Ugachick Limited
- Type: Private
- Industry: Poultry industry
- Founded: 1992
- Headquarters: Magigye, Uganda
- Key people: Aga Ssekalaala Sr Chairman Aga Ssekalaala Jr Executive Director
- Products: Chicken meat, chicks, eggs, chicken feed, broilers
- Website: http://www.ugachick.co/

= Ugachick Limited =

Poultry company in Uganda

Ugachick Limited, whose complete name is Ugachick Poultry Breeders Uganda Limited, but is commonly referred to as Ugachick, is a poultry breeding and marketing company in Uganda.

==Location==
The company offices and poultry farm are located in the village of Magigye, approximately 5 km, north of Gayaza on the Gayaza–Ziroobwe Road. This is 23 km north of Kampala, the capital and largest city in the country.

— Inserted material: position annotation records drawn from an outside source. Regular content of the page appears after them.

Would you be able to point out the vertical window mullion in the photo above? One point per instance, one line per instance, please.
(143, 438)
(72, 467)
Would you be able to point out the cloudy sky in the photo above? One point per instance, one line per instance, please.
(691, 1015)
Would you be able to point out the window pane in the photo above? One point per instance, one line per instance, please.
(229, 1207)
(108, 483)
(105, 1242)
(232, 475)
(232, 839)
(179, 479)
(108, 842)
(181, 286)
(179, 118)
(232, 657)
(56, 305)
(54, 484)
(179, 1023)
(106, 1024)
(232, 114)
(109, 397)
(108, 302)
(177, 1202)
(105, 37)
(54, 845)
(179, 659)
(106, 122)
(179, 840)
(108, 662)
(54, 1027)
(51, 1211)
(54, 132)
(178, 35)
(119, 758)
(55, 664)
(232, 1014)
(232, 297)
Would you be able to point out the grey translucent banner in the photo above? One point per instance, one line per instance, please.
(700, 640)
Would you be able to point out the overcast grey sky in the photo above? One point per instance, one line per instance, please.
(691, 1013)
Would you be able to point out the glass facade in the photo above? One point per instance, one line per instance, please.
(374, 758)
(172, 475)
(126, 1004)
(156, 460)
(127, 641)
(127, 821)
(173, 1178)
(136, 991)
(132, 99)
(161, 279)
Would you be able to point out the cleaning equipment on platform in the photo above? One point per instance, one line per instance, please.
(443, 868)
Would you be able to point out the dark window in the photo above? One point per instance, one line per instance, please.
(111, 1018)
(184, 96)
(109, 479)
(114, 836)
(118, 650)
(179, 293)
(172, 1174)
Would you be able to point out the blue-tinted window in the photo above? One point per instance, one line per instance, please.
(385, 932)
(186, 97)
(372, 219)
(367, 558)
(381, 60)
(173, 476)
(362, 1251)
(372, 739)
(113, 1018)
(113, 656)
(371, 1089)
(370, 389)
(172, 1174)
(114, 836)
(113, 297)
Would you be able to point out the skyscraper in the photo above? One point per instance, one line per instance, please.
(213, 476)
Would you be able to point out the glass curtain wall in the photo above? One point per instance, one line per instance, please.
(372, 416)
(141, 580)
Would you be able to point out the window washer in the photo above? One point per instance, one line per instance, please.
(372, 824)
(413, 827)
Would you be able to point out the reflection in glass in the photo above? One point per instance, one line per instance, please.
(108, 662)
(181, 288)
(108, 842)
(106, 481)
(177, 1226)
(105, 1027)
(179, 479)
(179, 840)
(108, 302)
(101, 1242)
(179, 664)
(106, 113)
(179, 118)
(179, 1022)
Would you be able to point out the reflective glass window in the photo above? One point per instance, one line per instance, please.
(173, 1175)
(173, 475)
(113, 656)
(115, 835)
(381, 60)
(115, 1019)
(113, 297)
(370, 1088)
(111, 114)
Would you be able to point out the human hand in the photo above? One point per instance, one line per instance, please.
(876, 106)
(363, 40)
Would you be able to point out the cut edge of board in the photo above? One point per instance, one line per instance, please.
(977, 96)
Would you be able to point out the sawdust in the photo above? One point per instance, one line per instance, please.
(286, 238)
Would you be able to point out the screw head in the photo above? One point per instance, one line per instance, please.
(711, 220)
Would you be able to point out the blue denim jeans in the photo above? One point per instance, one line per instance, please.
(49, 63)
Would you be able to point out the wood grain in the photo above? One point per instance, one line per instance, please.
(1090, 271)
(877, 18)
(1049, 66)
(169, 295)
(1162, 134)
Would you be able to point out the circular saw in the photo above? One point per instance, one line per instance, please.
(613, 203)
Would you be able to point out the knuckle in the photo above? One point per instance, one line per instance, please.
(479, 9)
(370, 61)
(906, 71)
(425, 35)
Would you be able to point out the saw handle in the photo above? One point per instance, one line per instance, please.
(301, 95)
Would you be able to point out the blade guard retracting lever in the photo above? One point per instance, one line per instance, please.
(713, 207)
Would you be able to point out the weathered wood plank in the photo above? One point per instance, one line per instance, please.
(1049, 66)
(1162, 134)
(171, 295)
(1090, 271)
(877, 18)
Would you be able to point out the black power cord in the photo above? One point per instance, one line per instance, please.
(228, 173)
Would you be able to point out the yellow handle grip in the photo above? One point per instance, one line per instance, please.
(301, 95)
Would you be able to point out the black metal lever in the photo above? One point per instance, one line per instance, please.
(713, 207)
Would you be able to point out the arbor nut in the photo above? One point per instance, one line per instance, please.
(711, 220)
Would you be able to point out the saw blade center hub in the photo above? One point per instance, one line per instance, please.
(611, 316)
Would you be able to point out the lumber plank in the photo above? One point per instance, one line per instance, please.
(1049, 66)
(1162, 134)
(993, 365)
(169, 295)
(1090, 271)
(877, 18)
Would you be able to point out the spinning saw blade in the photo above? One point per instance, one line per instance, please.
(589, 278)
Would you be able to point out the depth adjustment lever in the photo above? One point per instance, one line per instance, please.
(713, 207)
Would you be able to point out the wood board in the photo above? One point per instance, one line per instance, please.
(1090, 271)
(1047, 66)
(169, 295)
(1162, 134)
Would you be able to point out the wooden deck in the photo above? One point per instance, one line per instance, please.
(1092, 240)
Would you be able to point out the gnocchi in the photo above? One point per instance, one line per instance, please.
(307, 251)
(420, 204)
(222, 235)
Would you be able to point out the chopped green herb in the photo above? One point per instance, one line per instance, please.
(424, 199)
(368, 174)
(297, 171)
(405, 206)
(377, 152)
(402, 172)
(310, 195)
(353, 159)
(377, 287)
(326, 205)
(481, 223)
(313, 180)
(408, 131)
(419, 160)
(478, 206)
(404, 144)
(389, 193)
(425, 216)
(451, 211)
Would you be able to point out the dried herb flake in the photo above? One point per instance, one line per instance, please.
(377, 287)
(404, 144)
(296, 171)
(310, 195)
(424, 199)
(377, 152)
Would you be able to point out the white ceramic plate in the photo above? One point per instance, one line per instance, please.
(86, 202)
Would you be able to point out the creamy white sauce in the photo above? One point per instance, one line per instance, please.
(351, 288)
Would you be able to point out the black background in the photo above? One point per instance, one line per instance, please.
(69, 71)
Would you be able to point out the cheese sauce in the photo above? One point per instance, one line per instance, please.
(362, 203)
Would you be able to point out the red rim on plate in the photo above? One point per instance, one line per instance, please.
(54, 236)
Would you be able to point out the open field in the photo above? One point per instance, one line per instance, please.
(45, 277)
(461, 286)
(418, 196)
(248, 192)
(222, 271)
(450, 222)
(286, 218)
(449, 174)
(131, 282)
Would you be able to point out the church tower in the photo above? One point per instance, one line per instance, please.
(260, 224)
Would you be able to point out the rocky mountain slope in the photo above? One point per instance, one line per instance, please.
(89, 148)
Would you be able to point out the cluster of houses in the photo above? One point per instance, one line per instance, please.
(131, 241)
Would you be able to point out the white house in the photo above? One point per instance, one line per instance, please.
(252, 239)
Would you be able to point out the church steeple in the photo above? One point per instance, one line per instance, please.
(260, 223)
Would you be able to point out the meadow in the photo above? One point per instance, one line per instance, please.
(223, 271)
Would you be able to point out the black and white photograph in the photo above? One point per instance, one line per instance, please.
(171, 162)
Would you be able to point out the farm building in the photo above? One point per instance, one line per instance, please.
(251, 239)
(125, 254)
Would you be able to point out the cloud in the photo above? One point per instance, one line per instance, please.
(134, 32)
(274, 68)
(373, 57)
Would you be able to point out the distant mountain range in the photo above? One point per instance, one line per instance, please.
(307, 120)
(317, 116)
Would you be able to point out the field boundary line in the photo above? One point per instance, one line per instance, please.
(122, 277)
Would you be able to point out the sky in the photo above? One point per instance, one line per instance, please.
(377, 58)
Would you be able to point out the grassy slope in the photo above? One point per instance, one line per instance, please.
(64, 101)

The coordinates of the company headquarters are: 0°29'23.0"N, 32°36'13.0"E (Latitude:0.489722; Longitude:32.603615).

==Overview==
Ugachick Limited was established in 1992. The business is divided into five divisions:

1. Feed Mill - Supplies feeds to other divisions in the business and other farmers in Uganda and the region
2. Parent Stock Farm - Adult layer birds for laying eggs
3. Hatchery - For hatching of chicks for sale
4. Broiler Farm - Raising adult birds for meat
5. Processing plant - Prepares chicken meat for sale in Ugandan supermarkets and other customers in neighbouring countries
Ugachick is a Halal-certified company by the Uganda Muslim Supreme Council.